June showers add a shine to potato and wheat growth

3 July 1998

June showers add a shine to potato and wheat growth

Rain in June may dampen

tennis fans spirits, but it has

done more good than harm

at Dowrich. Tim Relf reports

OVERCOATS have been the order of the day at Dowrich after 122mm of rain fell in the three weeks to mid-June.

The second half of the month has also been wet, so growing conditions for the potatoes have been good, with no sign of moisture stress, says Anthony Lee. Estima and Fianna should be on course to yield above the 37t to 50t/ha (15t to 20t/acre) typical of the farm.

Planting was completed on May 26, taking the area to nearly 19ha (47 acres). Anthony feels the enterprise mix of potatoes, milk and pigs counterbalance each other well. "Usually one is doing well, one is OK and one might not be so good."

But recent months have been the exception to the rule, seeing all three in the doldrums.
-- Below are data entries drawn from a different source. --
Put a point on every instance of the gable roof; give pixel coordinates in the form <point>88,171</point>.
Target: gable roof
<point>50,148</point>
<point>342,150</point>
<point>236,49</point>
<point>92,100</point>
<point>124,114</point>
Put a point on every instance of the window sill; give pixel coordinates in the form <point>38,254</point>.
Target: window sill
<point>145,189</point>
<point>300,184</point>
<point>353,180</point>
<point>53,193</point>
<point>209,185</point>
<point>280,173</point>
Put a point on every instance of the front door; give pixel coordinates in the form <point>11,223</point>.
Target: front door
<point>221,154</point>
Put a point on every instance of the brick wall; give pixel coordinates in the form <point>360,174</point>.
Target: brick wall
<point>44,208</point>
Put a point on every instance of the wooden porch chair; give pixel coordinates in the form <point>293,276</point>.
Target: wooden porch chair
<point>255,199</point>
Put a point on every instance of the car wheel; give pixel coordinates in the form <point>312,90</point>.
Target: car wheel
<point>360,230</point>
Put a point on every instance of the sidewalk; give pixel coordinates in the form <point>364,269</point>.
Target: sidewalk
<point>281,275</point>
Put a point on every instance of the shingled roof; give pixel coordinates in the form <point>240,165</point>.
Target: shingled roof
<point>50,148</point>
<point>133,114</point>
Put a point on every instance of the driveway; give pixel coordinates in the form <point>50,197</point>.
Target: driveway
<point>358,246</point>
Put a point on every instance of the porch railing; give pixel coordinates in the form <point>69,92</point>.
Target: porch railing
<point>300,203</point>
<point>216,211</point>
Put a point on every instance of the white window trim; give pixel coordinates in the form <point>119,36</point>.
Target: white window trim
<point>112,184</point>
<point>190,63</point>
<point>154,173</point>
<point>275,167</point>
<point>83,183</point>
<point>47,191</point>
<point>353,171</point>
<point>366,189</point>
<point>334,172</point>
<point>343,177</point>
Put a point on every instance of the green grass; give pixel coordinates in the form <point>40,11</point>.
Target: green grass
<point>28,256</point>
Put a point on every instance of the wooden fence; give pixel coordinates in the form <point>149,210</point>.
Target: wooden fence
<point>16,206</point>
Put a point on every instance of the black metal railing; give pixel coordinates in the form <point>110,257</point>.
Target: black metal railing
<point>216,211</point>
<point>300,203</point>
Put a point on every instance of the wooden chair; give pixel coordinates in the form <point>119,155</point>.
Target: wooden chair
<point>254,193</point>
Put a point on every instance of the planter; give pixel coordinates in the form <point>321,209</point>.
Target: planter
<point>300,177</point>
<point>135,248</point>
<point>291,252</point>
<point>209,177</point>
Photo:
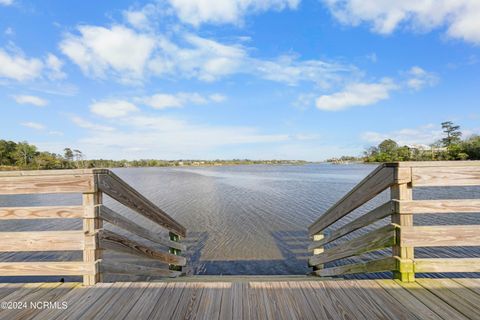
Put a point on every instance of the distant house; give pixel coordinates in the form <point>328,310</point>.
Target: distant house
<point>423,148</point>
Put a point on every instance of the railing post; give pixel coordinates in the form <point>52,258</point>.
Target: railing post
<point>174,237</point>
<point>319,250</point>
<point>91,223</point>
<point>402,191</point>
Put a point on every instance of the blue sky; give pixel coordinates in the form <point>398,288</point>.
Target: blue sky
<point>284,79</point>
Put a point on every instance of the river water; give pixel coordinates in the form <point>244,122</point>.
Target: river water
<point>249,219</point>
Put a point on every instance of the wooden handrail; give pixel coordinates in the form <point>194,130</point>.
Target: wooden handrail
<point>119,190</point>
<point>93,240</point>
<point>400,178</point>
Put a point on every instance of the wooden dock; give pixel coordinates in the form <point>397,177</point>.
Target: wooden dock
<point>250,299</point>
<point>174,296</point>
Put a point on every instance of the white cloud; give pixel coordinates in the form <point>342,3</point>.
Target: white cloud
<point>18,67</point>
<point>33,125</point>
<point>82,123</point>
<point>9,31</point>
<point>170,138</point>
<point>291,70</point>
<point>28,99</point>
<point>217,97</point>
<point>418,78</point>
<point>142,19</point>
<point>209,60</point>
<point>55,133</point>
<point>54,65</point>
<point>204,59</point>
<point>356,94</point>
<point>196,12</point>
<point>98,50</point>
<point>112,108</point>
<point>163,100</point>
<point>423,135</point>
<point>132,55</point>
<point>461,17</point>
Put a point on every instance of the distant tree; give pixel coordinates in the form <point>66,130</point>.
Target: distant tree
<point>68,154</point>
<point>453,134</point>
<point>388,146</point>
<point>7,151</point>
<point>25,153</point>
<point>78,155</point>
<point>471,147</point>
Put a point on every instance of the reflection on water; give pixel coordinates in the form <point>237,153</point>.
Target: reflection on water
<point>248,219</point>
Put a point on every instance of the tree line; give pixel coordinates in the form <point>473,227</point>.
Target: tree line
<point>450,147</point>
<point>22,155</point>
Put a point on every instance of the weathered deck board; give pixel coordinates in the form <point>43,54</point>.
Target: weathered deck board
<point>252,299</point>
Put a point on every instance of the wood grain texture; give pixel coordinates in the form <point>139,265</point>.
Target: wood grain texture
<point>41,241</point>
<point>116,188</point>
<point>402,192</point>
<point>61,212</point>
<point>33,184</point>
<point>376,214</point>
<point>135,269</point>
<point>374,240</point>
<point>380,265</point>
<point>91,224</point>
<point>403,297</point>
<point>255,299</point>
<point>112,241</point>
<point>380,179</point>
<point>114,218</point>
<point>447,265</point>
<point>446,176</point>
<point>440,236</point>
<point>458,296</point>
<point>46,268</point>
<point>438,206</point>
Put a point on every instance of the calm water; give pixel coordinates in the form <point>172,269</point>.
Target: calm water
<point>248,219</point>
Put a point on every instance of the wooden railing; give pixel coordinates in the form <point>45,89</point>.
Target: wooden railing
<point>401,234</point>
<point>93,240</point>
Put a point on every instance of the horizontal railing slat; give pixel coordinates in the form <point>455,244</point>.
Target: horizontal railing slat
<point>447,265</point>
<point>374,240</point>
<point>438,206</point>
<point>440,236</point>
<point>116,242</point>
<point>116,188</point>
<point>114,218</point>
<point>380,265</point>
<point>382,178</point>
<point>42,241</point>
<point>35,184</point>
<point>376,214</point>
<point>135,269</point>
<point>445,176</point>
<point>60,212</point>
<point>73,268</point>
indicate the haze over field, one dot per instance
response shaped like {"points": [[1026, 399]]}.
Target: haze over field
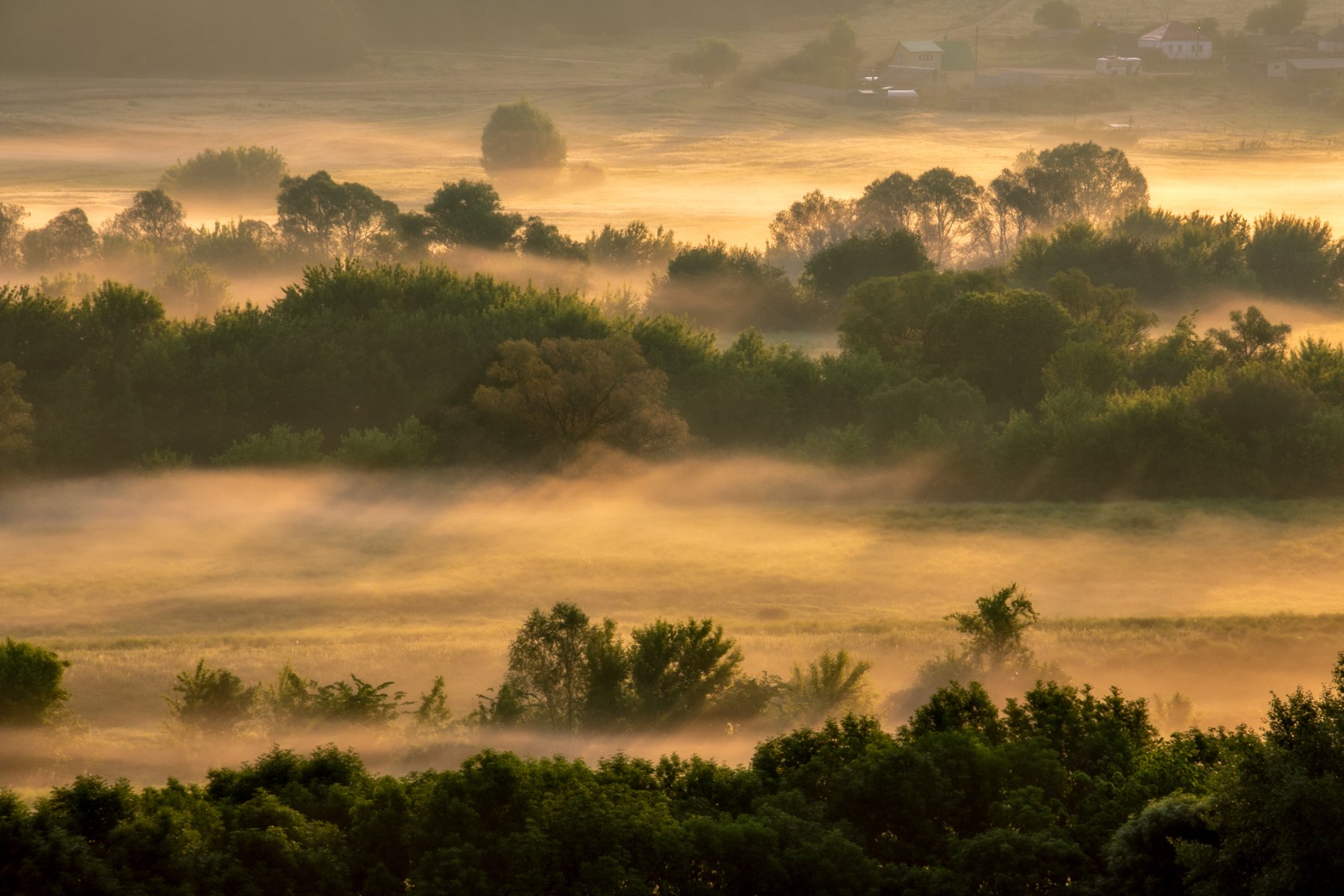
{"points": [[792, 503]]}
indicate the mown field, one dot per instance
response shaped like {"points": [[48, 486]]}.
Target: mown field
{"points": [[406, 578]]}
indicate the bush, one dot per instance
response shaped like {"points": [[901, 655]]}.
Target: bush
{"points": [[519, 136], [30, 684], [211, 700], [712, 60], [408, 445], [277, 448], [234, 173]]}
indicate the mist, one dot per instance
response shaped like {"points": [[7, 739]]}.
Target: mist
{"points": [[408, 576]]}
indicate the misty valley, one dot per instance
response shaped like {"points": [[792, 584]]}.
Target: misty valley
{"points": [[793, 447]]}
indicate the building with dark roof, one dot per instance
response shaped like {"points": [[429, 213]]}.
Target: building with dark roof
{"points": [[1177, 40]]}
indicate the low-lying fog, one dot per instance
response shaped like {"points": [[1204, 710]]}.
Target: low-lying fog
{"points": [[408, 576]]}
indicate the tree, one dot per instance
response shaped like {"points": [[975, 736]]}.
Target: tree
{"points": [[1295, 257], [547, 240], [30, 684], [890, 203], [806, 227], [322, 217], [1251, 337], [566, 393], [154, 217], [213, 702], [1083, 181], [470, 213], [11, 237], [1280, 18], [66, 240], [1058, 13], [517, 137], [995, 630], [833, 685], [712, 60], [838, 267], [948, 203], [549, 662], [15, 421], [238, 173], [678, 668]]}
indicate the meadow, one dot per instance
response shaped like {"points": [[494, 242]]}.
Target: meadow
{"points": [[414, 575]]}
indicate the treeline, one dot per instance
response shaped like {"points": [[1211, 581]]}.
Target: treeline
{"points": [[566, 673], [1063, 790], [290, 37]]}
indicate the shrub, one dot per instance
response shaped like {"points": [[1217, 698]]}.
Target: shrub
{"points": [[408, 445], [30, 684], [211, 700], [712, 60], [238, 173], [277, 448], [520, 136]]}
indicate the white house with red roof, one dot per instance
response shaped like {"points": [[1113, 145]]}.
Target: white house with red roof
{"points": [[1177, 40]]}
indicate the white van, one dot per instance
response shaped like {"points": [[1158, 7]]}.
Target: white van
{"points": [[1120, 66]]}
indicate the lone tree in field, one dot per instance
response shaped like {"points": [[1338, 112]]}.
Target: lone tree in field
{"points": [[517, 137], [712, 60], [30, 682], [994, 632]]}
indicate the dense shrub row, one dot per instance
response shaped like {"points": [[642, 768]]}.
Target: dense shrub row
{"points": [[1063, 790]]}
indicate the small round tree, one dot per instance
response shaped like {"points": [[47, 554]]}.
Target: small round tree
{"points": [[519, 136], [30, 682]]}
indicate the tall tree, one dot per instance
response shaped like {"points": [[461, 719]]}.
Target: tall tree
{"points": [[322, 217]]}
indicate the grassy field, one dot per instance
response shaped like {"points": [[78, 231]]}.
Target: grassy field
{"points": [[700, 161], [405, 578]]}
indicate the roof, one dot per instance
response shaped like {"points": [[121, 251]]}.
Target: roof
{"points": [[1174, 31], [1316, 63], [957, 55]]}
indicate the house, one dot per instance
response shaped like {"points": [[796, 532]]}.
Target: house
{"points": [[1332, 40], [918, 54], [1177, 40], [947, 63]]}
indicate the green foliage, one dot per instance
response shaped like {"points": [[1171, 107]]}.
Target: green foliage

The last of the 1997 potatoes have just been sold, marketed through Banjo West Country, the co-op which Anthonys father, Michael, was a founder member of over 25 years ago.

"I am hoping there will be more than £100/t in the bank after selling these last ones, after deducting storage and marketing charges."

But one of the problems with potatoes is the uncertainty, both regarding yields and prices. "We know roughly where the milk price is going. Similarly, we know roughly where we are in the pig cycle. But potatoes are unpredictable, and they are in the ground, incurring costs, for well over six months before generating any money."

One of the biggest costs is sprays and one downside of the wet conditions could – if the weather turns humid – be a rise in blight. The sprayer first went in early June and, if humid conditions arrive, the blight spraying interval will be cut from 14 to 10 days.

The crop has also had a pre-emergence herbicide mix of Bullet and PDQ, at a cost of £31.6/ha (£13/acre) and £7.4/ha (£3/acre), respectively.

Seed is typically the highest variable cost, budgeted at £600/ha (£243/acre) this year. The Lees are well aware of the purchased versus home-saved seed debate, but the jury is still out. "Growing it yourself means dedicating an area for seed, which is a more work and it is not guarantee it will be suitable."

The enterprises big costs are machinery and labour, so looking at the gross margin figure, which does not take fixed costs into account, can be slightly misleading, says Anthony. The spuds gross margin is £1603/ha (£648/acre), more than five times that of wheat. Without a big choice of contractors, the Lees rely on their own kit. "We have to look after ourselves," says Anthony of de-stoning, bed-forming, planting and harvesting.

To increase the area and spread fixed costs, ground is rented. "Some of it has never grown them before, so they are free of potato diseases. Sadly they are not always free of potato pests."

Investing in irrigation has never been an option at Dowrich. "The slope and shape of the fields do not lend themselves to it and there is not sufficient water. Irrigation would mean building a reservoir, and that would cost a lot.

"In a dry year we could get another 10 or 12t/acre from irrigating. That might be worthwhile when spuds are worth £150/t. But what about in the £80/t years? Even if we did have it, it would not be switched on at the moment."

The wet weather has also helped the wheat and yields could be above the 7t/ha (3t/acre) normally seen. As with the potatoes, though, a little more sunshine would not go amiss.

But wet weather has hit the dairy enterprise. "The cows are not performing with the rain on their backs. Grass growth, although improving, has been disappointing, the cows are discontented and milk yields are rising and falling."

The variation in the amount going into the tank can be as much as 150 litres a day, but the Lees have still hit their level-delivery target in April, May and June.

The effects of the new level-delivery contract (Business, Apr 24) on milk price are now becoming apparent. It does away with seasonality payments, which, at this time of year, means avoiding the deductions.

The milk price only fell to 19.1p/litre in May, compared with last Mays 20.3p/litre. That meant the months margin over purchased feed has risen £6 above 12 months earlier to £93 a cow.

"A pleasant surprise, which is something we do not get too often in farming," says Anthony.


&#8226 A 235ha (580-acre) family farm in mid-Devon, run by Anthony Lee, his father Michael and his brothers, Roger and Christopher.

&#8226 Dairy herd of 220 Holstein Friesians averaging 5800 litres a year.

&#8226 Outdoor pigs reared from 220 sows.

&#8226 Potatoes grown on the farm and on rented land.

&#8226 Strong emphasis on co-operative marketing.

Potato variable costs (£/ha)

Budget 1998 harvest

Fertiliser 100

Seed 600

Sprays 460

Casual labour 219

Contract & hire 20

Office 38

Misc 400

Total variable costs 1,837

Rain hasnt stopped play at Dowrich, says Anthony Lee, checking the guage. Wet weather has helped the recently-planted potatoes.